Но мертвые не сосредоточены в своей диете на чем-то одном. В частности, они уносят в могилу полинезийское пристрастие к рыбе и участвуют иногда с живыми в рыбной ловле. Руа-а-маритеранги снова становится моим рассказчиком; чувствую, это снижает доверие к факту, но как создает образ этого неисправимого духовидца! Родом Руа с плачевно бедного острова Таенга, однако дом его отца всегда был полной чашей. Когда он подрос, удачливый отец позвал его на рыбную ловлю. В сумерках они подплыли к одному непривлекательному месту в лагуне, мальчик улегся на корме, а отец стал тщетно забрасывать лесу с носовой части. Надо полагать, что Руа заснул, а когда проснулся, рядом с его отцом сидел какой-то человек, а отец вытаскивал рыбу, перебирая руками леску. «Папа, кто это?» — спросил Руа. «Не твое дело», — ответил отец, и мальчик решил, что незнакомец добрался к ним вплавь с берега. Каждую ночь они отправлялись в лагуну, часто в самые неприятные места, каждую ночь этот незнакомец внезапно появлялся на борту и так же внезапно исчезал, и каждое утро они возвращались с большим уловом. «Мой отец очень удачлив», — думал Руа.
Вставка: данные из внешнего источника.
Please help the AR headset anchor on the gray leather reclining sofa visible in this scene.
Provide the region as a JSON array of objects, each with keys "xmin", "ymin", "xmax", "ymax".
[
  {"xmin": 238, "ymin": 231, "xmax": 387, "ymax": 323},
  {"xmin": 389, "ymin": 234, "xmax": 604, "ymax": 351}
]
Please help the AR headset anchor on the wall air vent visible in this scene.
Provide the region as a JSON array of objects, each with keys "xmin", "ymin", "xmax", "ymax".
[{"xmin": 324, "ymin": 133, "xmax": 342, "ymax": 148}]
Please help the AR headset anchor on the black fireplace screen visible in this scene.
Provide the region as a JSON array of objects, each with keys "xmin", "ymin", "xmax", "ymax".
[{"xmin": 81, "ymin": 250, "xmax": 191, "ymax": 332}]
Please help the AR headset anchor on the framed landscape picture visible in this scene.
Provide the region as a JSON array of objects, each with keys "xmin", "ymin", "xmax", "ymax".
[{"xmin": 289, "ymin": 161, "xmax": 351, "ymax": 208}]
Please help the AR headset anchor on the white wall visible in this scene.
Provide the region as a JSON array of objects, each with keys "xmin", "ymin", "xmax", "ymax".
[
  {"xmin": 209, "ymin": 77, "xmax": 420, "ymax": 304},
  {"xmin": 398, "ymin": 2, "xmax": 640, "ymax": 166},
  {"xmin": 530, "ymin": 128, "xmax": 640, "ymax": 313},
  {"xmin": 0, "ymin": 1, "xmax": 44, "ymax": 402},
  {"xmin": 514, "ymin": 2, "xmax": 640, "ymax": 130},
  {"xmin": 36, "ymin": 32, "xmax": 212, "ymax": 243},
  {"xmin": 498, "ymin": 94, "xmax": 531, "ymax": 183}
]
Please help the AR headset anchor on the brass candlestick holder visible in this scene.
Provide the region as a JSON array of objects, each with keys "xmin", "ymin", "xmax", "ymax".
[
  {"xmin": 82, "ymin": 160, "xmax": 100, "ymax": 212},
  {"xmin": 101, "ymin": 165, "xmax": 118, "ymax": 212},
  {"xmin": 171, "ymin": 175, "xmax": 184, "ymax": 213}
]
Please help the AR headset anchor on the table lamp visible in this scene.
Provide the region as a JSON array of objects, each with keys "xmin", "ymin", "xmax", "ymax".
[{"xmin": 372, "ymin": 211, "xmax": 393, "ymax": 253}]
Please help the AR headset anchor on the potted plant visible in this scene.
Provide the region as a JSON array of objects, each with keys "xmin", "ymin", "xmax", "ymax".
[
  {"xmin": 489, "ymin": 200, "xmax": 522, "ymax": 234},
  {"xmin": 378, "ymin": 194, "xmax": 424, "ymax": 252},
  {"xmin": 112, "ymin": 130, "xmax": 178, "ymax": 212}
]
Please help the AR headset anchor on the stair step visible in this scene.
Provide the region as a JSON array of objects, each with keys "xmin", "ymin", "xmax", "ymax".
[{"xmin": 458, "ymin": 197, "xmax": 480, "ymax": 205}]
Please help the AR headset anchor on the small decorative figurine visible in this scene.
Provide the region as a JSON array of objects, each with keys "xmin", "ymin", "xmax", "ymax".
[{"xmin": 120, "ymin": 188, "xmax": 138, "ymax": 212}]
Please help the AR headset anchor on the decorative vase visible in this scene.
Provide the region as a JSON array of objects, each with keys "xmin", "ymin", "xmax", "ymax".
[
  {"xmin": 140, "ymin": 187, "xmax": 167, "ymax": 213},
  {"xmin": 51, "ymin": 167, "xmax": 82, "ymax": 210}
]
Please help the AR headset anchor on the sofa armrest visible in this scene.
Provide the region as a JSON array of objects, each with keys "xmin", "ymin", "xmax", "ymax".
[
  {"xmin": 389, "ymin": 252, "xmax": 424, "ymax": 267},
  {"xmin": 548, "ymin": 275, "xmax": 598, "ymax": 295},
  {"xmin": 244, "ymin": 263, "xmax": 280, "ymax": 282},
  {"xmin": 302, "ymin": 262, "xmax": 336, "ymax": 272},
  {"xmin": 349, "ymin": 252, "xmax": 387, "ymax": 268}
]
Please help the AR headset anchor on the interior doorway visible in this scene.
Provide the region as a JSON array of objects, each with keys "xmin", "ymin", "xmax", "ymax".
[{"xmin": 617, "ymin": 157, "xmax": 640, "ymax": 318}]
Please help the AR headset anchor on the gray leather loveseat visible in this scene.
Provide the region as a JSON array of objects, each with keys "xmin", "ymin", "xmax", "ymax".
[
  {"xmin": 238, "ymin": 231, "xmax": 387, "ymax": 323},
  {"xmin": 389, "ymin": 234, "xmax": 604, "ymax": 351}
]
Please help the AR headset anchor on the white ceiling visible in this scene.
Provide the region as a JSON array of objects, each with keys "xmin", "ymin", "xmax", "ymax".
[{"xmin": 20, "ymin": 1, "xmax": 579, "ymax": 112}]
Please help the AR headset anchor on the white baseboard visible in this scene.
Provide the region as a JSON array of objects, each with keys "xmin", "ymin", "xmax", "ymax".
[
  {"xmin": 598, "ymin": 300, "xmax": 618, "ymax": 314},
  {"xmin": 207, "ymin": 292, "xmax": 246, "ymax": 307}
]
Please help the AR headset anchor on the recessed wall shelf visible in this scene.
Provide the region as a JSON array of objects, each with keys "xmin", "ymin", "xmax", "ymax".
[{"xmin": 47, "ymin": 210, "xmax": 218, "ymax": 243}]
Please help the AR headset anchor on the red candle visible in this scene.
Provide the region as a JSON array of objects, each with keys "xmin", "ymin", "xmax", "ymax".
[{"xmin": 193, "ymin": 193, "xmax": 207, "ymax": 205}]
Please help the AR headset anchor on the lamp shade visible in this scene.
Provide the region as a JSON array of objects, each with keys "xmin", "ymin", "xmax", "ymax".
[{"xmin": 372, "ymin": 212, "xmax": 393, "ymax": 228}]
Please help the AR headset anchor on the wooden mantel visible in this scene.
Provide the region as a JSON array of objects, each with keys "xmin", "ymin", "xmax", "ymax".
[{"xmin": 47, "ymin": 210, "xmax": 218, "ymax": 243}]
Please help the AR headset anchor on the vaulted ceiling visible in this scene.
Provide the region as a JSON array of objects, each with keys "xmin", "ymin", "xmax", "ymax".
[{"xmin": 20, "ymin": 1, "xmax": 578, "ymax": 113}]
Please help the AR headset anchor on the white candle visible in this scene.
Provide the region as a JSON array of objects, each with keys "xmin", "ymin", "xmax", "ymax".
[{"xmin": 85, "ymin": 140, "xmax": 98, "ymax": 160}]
Наконец в один прекрасный день на лодке прибыла одна компания, пртом другая, которым требовалось оказать гостеприимство. Отец с сыном отплыли позже, чем обычно, каноэ пришло к месту в пятом часу утра, и утренняя звезда должна была скоро взойти. Потом появился незнакомец, охваченный горем, повернулся, впервые показав лицо давно умершего человека, с блестящими глазами; он уставился на восток, приложил кончики пальцев ко рту, словно ему было холодно, издал какой-то странный, дрожащий звук, нечто среднее между свистом и стоном, от которого кровь застыла в жилах; и едва утренняя звезда взошла над морем, внезапно исчез. Тут Руа понял, почему отец преуспевает, почему его рыба идет рано утром и почему часть ее всегда относят на кладбище и кладут на могилы. Мой рассказчик — человек определенно склонный к суевериям, но он не теряет головы и проявляет определенный высший интерес, который позволю себе назвать научным. Последний пункт напомнил ему о подобном случае на Таити, и он спросил Руа, оставляли ли рыбу на могилах или уносили домой после формальной передачи. Оказывается, старый Маритеранги практиковал оба способа, иногда угощал своего теневого партнера только возложением, иногда честно оставлял рыбу гнить на могиле.